Llangennech
- Full name: Llangennech Association Football Club
- Founded: 1982
- Ground: Llangennech Recreation Ground
- League: West Wales Premier League
- 2024–25: Carmarthenshire League Premier Division, 2nd of 12 (promoted)
| Home colours | Away colours |

= Llangennech A.F.C. =

Association football club in Wales

Llangennech A.F.C. is a Welsh football club from Llangennech, a village just outside Llanelli in Carmarthenshire, Wales. They currently play in the West Wales Premier League, and previously played in the Carmarthenshire League.

The club has competed in the Welsh Cup, most recently in the 2025–26 season. They have also played in the WWFA Intermediate Cup.

The club also has junior teams competing in local leagues.

==History==
Football was played in Llangennech as early as 1921. The next known team in the village was made up of workers from the Morlais Colliery in 1955. They played in the Carmarthenshire League for two seasons.

Llangennech A.F.C. was formed at the Bridgend Inn pub in 1982. In 1984 they joined the Carmarthenshire League.

In October 1990 they beat First Division title contenders Pembrey 1–0 in the Carmarthenshire League Challenge Cup first round. At the time Llangennech played in the Third Division.

In 1999 the team narrowly missed out on promotion to Division Two, by one point. For the 1999–2000 season the club's first team kit was sponsored by L&G Motors.

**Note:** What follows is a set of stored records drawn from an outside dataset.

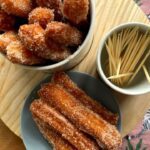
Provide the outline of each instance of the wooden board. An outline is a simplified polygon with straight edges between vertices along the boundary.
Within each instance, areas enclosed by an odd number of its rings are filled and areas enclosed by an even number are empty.
[[[103,35],[112,27],[125,22],[149,23],[144,13],[132,0],[96,0],[94,40],[87,57],[74,70],[96,74],[96,52]],[[20,136],[20,114],[25,97],[46,73],[29,71],[8,62],[0,55],[0,118]],[[150,108],[150,93],[125,96],[116,92],[122,112],[122,135],[126,135]]]

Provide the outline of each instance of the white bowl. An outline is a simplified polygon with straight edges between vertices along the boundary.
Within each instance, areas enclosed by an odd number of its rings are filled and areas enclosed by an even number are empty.
[[[26,69],[30,70],[43,70],[48,72],[55,72],[60,70],[67,70],[75,65],[77,65],[89,52],[92,40],[93,40],[93,34],[94,34],[94,23],[95,23],[95,2],[94,0],[90,1],[90,26],[89,31],[86,35],[86,38],[84,39],[83,43],[78,47],[78,49],[70,55],[65,60],[51,64],[51,65],[45,65],[45,66],[27,66],[27,65],[19,65],[21,67],[24,67]]]
[[[121,29],[128,28],[128,27],[139,27],[142,31],[150,30],[150,25],[138,23],[138,22],[131,22],[131,23],[125,23],[121,24],[112,30],[110,30],[102,39],[99,50],[97,54],[97,70],[101,78],[104,80],[104,82],[110,86],[112,89],[114,89],[117,92],[127,94],[127,95],[139,95],[144,94],[147,92],[150,92],[150,83],[148,83],[143,71],[140,71],[137,76],[135,77],[134,81],[131,83],[131,85],[126,87],[119,87],[115,84],[113,84],[111,81],[109,81],[105,75],[105,67],[104,67],[104,60],[106,60],[106,57],[108,57],[107,52],[105,50],[105,42],[112,35],[112,33],[116,31],[120,31]],[[150,58],[149,58],[150,59]],[[149,62],[150,63],[150,62]],[[149,65],[150,66],[150,65]]]

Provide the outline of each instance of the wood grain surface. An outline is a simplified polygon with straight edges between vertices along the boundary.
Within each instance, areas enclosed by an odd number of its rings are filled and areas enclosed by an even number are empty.
[[[86,72],[93,76],[96,76],[98,45],[108,30],[125,22],[149,23],[144,13],[132,0],[95,1],[96,22],[91,50],[86,58],[74,68],[74,70]],[[46,73],[25,70],[20,66],[11,64],[0,55],[0,118],[18,136],[20,136],[20,114],[24,99],[45,76],[47,76]],[[150,93],[140,96],[125,96],[114,91],[113,93],[118,99],[122,112],[122,136],[124,136],[135,127],[150,107]],[[7,134],[10,134],[11,145],[14,140],[16,144],[20,142],[11,132],[7,131],[8,129],[0,122],[0,145],[4,145],[4,150],[9,150],[9,143],[5,139]],[[21,143],[19,146],[20,149],[23,149]]]

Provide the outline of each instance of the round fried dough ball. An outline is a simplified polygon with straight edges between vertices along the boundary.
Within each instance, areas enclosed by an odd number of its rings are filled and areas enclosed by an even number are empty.
[[[32,10],[31,0],[0,0],[1,9],[8,14],[27,17]]]
[[[18,40],[18,35],[14,31],[7,31],[0,35],[0,52],[6,53],[6,47],[14,41]]]
[[[64,0],[62,9],[63,15],[78,25],[87,20],[89,0]]]
[[[59,9],[61,0],[36,0],[38,6]]]
[[[7,46],[7,58],[13,63],[23,65],[37,65],[44,62],[43,59],[29,51],[19,40]]]
[[[62,1],[61,0],[36,0],[37,5],[41,7],[47,7],[54,10],[55,20],[62,21]]]
[[[46,38],[65,46],[77,46],[82,42],[82,33],[75,27],[53,21],[47,25]]]
[[[0,10],[0,31],[8,31],[14,28],[15,17]]]
[[[70,51],[55,42],[46,42],[45,31],[39,24],[23,25],[19,29],[23,44],[39,57],[61,61],[70,55]]]
[[[30,24],[39,23],[43,28],[46,28],[46,25],[52,20],[54,20],[53,10],[42,7],[33,9],[28,18]]]

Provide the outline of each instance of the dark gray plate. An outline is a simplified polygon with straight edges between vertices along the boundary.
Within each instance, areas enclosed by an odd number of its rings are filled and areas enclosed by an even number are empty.
[[[83,89],[89,96],[101,102],[106,108],[111,110],[114,113],[119,114],[119,121],[117,128],[121,130],[121,114],[119,106],[101,80],[97,80],[90,75],[79,73],[79,72],[68,72],[70,78],[77,83],[77,85]],[[52,147],[48,142],[43,138],[39,132],[36,124],[34,123],[29,107],[31,102],[37,98],[37,91],[40,89],[41,84],[49,82],[51,76],[47,77],[45,80],[41,81],[27,97],[23,111],[21,114],[21,133],[23,142],[27,150],[51,150]]]

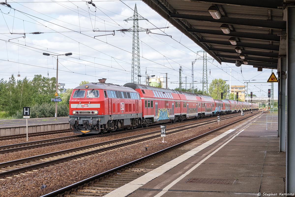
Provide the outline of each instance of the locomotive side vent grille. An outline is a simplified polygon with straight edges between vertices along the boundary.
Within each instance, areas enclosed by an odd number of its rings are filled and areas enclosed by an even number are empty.
[[[80,111],[79,113],[80,114],[90,114],[90,111]]]
[[[236,179],[223,179],[217,178],[191,178],[185,182],[186,183],[203,183],[204,184],[219,184],[221,185],[235,185]]]

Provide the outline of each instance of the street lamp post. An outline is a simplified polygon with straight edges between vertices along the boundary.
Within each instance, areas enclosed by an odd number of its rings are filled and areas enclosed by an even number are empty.
[[[65,53],[65,54],[62,54],[61,55],[54,55],[54,54],[50,54],[49,53],[43,53],[43,55],[45,56],[49,56],[50,55],[52,56],[56,56],[57,57],[56,58],[56,85],[55,87],[55,91],[57,93],[58,92],[58,56],[63,56],[64,55],[65,55],[66,56],[71,56],[73,55],[73,53]],[[57,98],[58,96],[55,96],[55,98]],[[55,101],[55,120],[57,120],[57,102],[58,101]]]

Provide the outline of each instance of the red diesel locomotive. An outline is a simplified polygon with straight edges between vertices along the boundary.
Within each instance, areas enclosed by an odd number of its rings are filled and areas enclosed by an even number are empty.
[[[69,121],[75,133],[102,133],[258,108],[254,103],[133,83],[122,86],[105,80],[73,90]]]

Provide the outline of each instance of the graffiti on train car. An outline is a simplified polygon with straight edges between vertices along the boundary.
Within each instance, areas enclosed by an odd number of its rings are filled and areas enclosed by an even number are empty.
[[[158,109],[158,116],[159,118],[158,119],[158,120],[160,121],[162,120],[169,119],[169,118],[168,116],[168,110],[167,109],[164,108]]]

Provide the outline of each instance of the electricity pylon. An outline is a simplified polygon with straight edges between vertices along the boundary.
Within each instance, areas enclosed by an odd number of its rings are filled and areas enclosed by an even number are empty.
[[[140,66],[139,61],[139,36],[138,32],[146,31],[147,30],[146,29],[143,29],[138,26],[138,21],[140,20],[148,20],[147,19],[138,16],[136,4],[135,4],[133,16],[124,20],[126,21],[133,20],[133,28],[131,30],[124,31],[133,32],[131,81],[132,83],[135,82],[140,84],[140,77],[139,76],[140,76]]]
[[[273,69],[271,69],[271,73],[272,73],[273,72]],[[273,106],[272,108],[271,108],[271,113],[273,113],[274,110],[273,110],[274,108],[274,103],[273,102],[273,83],[271,83],[271,107],[272,106]]]

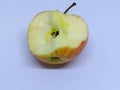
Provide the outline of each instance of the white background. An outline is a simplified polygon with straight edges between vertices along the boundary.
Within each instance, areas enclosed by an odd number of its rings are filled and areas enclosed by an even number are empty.
[[[27,46],[29,22],[59,9],[84,18],[88,43],[61,68],[39,63]],[[0,2],[0,90],[120,90],[119,0],[3,0]]]

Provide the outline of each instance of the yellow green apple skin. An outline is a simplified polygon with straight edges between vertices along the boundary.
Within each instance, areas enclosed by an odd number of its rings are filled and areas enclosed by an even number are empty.
[[[29,24],[28,46],[38,60],[47,64],[64,64],[80,54],[87,43],[85,21],[74,14],[58,10],[37,14]]]

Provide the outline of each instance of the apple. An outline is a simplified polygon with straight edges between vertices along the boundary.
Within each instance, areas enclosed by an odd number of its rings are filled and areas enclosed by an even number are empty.
[[[80,54],[88,39],[86,22],[78,15],[58,10],[43,11],[29,24],[28,46],[31,53],[47,64],[64,64]]]

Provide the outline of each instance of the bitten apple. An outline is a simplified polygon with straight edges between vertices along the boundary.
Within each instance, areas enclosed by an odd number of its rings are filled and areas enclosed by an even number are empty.
[[[77,15],[58,10],[37,14],[29,24],[28,46],[32,54],[48,64],[64,64],[83,50],[88,39],[85,21]]]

In the 2010–11 season they played in Division Two. In February they were 4th, only separated from 3rd place Llandeilo Town on goal difference before a 6–0 loss at home to Llandeilo.

The club first reached the top division of the league in 2023, after a second-place finish in Division One.

In the 2024–25 season they finished second in the Carmarthenshire League Premier Division, and were promoted to the West Wales Premier League.

In March 2025 the club was granted £2,000 by Swansea City through their charity SwansAid.

==Ground==
In 1986 the club was described as sharing a pitch with the village's rugby and cricket teams.

The club plays most of its games at the Llangennech Recreation Ground.